A woman who tried to protect her son from a murder investigation is going to prison for lying to Atlanta police looking for the killers of a taxi driver, authorities said Monday.

Deena Davis was sentenced to six years after she pleaded guilty Monday in Fulton County Superior Court to one count of false statements and two counts of hindering the apprehension of a criminal.

Under the sentence handed down by Presiding Judge Kelley Amanda Lee, the 45-year-old Davis must serve the first year in a state penitentiary and the balance on probation, according to a news release from the Fulton County District Attorney’s Office.

Davis is the mother of Quantavious Harris, who was convicted and sentenced to life plus 10 years in prison last September for the murder of 57- year-old cab driver Stephen Anim. Harris’ co-defendant, Samuel Ellis, was convicted May 17 and sentenced to life plus five years in prison.

Anim was shot to death April 22, 2009, in a robbery. Harris and Ellis were 17 and 16, respectively, when surveillance video showed them getting into Anim’s cab at the Hamilton E. Holmes MARTA station. (Both teens were tried as adults.)

After the crime, Davis destroyed evidence, apparently seeing that the clothes her son wore at the time of the killing were removed, prosecutors said.

The woman also tried to create an alibi for Harris by claiming his 14-year-old brother was with him the night of the crime, and that neither entered the victim’s cab. Davis told investigators that she picked up her younger son and the co-defendant from the MARTA station.
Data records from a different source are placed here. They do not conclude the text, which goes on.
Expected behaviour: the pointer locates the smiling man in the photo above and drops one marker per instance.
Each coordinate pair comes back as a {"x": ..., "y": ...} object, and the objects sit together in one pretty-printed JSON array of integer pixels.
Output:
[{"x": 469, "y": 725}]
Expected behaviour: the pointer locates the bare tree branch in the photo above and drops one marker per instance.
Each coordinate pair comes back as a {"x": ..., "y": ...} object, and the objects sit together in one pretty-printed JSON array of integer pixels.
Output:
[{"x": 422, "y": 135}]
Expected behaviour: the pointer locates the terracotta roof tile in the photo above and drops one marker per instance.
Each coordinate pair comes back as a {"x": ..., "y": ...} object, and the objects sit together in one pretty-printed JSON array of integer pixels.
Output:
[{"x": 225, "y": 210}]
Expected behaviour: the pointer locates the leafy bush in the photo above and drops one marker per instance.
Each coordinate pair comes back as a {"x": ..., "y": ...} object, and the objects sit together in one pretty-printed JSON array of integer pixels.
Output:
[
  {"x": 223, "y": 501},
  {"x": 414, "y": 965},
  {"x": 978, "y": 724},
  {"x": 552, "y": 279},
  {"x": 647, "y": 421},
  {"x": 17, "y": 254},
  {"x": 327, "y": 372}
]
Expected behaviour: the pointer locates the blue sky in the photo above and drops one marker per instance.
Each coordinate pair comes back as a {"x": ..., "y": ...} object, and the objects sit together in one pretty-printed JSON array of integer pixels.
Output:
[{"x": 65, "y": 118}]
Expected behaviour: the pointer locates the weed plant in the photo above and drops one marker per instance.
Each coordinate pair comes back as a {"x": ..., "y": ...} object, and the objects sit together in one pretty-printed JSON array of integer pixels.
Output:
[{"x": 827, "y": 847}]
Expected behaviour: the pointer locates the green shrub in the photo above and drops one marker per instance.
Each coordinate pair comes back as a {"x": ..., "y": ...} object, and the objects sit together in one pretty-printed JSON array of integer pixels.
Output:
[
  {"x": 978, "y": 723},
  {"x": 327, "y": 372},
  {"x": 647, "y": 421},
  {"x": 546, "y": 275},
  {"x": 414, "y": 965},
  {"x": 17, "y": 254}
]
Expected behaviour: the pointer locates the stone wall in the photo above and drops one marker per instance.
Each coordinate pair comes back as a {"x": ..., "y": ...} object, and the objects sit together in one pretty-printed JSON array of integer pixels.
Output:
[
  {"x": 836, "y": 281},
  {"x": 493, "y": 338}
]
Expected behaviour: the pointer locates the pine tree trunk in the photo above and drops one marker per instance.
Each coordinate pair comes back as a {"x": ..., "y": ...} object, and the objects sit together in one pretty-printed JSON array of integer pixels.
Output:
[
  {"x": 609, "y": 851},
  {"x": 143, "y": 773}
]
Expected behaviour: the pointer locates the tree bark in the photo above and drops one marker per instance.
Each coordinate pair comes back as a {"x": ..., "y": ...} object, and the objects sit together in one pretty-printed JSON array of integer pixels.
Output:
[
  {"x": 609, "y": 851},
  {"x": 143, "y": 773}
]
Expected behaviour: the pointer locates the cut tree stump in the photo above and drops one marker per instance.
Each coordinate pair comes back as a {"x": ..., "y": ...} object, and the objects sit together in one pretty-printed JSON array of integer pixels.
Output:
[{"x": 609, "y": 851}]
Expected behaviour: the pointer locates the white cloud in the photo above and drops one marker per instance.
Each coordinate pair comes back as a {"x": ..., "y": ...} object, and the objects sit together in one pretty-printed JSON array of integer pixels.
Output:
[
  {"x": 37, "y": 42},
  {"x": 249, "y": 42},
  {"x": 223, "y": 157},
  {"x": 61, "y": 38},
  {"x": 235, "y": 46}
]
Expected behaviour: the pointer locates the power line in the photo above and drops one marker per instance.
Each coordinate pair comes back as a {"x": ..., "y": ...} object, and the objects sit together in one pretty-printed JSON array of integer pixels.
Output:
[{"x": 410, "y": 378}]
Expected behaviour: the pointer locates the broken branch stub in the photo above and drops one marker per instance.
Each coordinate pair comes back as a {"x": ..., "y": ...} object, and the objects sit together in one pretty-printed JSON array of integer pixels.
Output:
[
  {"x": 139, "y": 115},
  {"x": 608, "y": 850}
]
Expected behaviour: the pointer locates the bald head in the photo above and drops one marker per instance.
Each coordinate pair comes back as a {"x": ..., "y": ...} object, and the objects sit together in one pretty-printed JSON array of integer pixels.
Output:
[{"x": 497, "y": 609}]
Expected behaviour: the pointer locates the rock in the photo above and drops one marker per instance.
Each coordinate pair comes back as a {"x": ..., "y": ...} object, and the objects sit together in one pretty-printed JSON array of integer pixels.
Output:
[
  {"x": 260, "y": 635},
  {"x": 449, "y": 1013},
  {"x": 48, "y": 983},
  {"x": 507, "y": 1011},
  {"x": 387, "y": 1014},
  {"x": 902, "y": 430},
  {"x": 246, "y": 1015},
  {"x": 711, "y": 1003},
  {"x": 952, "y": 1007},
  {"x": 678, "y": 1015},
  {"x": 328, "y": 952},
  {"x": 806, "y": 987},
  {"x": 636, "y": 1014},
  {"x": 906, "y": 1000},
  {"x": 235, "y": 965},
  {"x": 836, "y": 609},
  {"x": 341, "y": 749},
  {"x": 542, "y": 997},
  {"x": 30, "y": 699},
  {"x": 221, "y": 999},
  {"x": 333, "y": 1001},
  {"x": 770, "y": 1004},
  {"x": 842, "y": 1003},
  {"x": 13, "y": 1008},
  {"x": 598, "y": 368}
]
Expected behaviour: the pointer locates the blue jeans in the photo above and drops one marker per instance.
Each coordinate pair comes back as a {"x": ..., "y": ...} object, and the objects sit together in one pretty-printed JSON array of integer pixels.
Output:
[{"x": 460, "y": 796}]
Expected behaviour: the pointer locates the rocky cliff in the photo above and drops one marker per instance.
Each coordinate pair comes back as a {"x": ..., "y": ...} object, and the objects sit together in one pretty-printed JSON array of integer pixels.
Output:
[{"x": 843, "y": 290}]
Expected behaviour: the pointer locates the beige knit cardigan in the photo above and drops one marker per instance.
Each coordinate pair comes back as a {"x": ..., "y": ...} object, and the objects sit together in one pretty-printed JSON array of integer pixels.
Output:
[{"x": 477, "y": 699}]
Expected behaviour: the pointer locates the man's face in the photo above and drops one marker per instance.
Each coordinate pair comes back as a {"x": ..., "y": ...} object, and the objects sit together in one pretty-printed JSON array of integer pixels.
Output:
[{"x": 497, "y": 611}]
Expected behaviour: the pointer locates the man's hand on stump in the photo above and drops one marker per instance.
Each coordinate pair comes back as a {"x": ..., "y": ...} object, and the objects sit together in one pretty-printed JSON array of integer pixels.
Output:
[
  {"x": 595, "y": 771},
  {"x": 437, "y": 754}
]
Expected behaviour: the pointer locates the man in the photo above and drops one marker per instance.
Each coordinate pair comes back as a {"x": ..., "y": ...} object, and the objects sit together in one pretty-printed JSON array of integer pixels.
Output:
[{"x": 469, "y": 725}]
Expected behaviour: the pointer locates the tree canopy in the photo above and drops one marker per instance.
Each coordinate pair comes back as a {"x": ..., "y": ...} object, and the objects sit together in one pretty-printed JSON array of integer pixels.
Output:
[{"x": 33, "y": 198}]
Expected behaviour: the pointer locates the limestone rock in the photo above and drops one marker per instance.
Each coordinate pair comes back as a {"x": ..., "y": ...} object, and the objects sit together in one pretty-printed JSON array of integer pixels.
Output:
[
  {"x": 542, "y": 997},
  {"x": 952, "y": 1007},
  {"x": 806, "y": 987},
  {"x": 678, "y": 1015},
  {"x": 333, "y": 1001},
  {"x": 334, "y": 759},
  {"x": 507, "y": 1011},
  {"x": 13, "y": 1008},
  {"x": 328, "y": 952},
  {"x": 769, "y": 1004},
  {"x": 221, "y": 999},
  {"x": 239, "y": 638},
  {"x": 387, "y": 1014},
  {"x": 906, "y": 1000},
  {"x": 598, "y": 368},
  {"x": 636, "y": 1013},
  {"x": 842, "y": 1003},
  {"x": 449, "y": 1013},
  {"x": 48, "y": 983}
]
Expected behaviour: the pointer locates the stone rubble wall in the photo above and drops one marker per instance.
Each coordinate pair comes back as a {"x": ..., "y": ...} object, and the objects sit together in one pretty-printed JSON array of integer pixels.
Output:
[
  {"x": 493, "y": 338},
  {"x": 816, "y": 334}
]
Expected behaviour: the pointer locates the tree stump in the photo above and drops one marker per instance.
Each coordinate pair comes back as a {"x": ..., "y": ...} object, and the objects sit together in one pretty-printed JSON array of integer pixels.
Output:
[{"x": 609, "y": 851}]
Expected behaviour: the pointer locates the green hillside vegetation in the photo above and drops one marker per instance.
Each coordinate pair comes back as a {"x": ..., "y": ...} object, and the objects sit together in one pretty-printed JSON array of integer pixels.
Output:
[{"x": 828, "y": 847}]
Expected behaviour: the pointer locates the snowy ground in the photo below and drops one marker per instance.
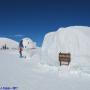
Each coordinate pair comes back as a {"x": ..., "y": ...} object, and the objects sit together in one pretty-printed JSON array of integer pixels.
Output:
[{"x": 31, "y": 75}]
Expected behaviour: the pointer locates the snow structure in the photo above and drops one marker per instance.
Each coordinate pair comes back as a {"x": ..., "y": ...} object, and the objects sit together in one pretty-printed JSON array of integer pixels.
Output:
[
  {"x": 11, "y": 44},
  {"x": 28, "y": 43},
  {"x": 29, "y": 47},
  {"x": 73, "y": 39}
]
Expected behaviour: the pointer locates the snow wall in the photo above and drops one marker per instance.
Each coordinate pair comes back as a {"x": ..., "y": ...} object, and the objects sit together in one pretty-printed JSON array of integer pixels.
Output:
[{"x": 73, "y": 39}]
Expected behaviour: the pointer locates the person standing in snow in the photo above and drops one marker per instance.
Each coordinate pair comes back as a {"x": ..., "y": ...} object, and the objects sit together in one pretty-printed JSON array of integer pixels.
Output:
[{"x": 21, "y": 48}]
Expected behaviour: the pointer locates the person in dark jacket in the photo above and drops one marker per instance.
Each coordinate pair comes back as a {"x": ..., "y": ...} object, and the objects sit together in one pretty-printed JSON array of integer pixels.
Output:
[{"x": 21, "y": 48}]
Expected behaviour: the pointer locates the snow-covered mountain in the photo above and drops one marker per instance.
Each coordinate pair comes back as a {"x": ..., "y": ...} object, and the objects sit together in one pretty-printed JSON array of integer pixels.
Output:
[
  {"x": 9, "y": 43},
  {"x": 73, "y": 39}
]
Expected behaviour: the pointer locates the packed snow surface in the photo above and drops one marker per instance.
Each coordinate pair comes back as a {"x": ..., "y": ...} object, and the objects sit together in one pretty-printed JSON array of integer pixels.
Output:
[
  {"x": 28, "y": 43},
  {"x": 32, "y": 75},
  {"x": 73, "y": 39},
  {"x": 41, "y": 70}
]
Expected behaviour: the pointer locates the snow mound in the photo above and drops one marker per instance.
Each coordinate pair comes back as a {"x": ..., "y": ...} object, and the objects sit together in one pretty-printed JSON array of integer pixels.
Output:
[
  {"x": 73, "y": 39},
  {"x": 28, "y": 43},
  {"x": 9, "y": 43}
]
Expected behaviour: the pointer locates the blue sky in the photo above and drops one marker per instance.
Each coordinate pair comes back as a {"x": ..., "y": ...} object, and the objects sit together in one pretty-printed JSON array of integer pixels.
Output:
[{"x": 35, "y": 18}]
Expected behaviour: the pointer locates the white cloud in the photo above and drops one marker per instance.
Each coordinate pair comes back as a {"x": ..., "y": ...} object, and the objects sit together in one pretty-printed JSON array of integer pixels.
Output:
[{"x": 18, "y": 35}]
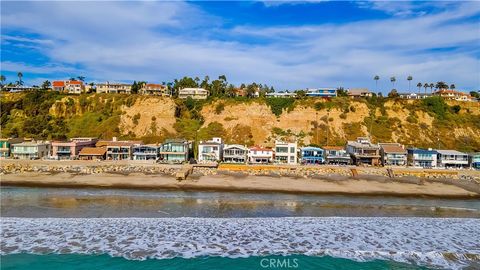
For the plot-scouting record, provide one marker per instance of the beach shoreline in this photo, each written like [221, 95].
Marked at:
[226, 183]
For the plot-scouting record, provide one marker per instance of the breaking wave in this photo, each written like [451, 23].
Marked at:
[445, 243]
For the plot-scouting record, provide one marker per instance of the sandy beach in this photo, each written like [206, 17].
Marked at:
[223, 182]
Five days later, Davis admitted to police that she had lied and her 14-year-old son was not with her other son at the MARTA station, but she lied once more, telling police she could not identify a male in the surveillance video that turned out to be Harris, prosecutors said.

“Fortunately, Harris was ultimately convicted of murder, but due to his mother’s repeated lies and attempts to thwart the murder investigation, his arrest was delayed by a couple of months,” prosecutors said.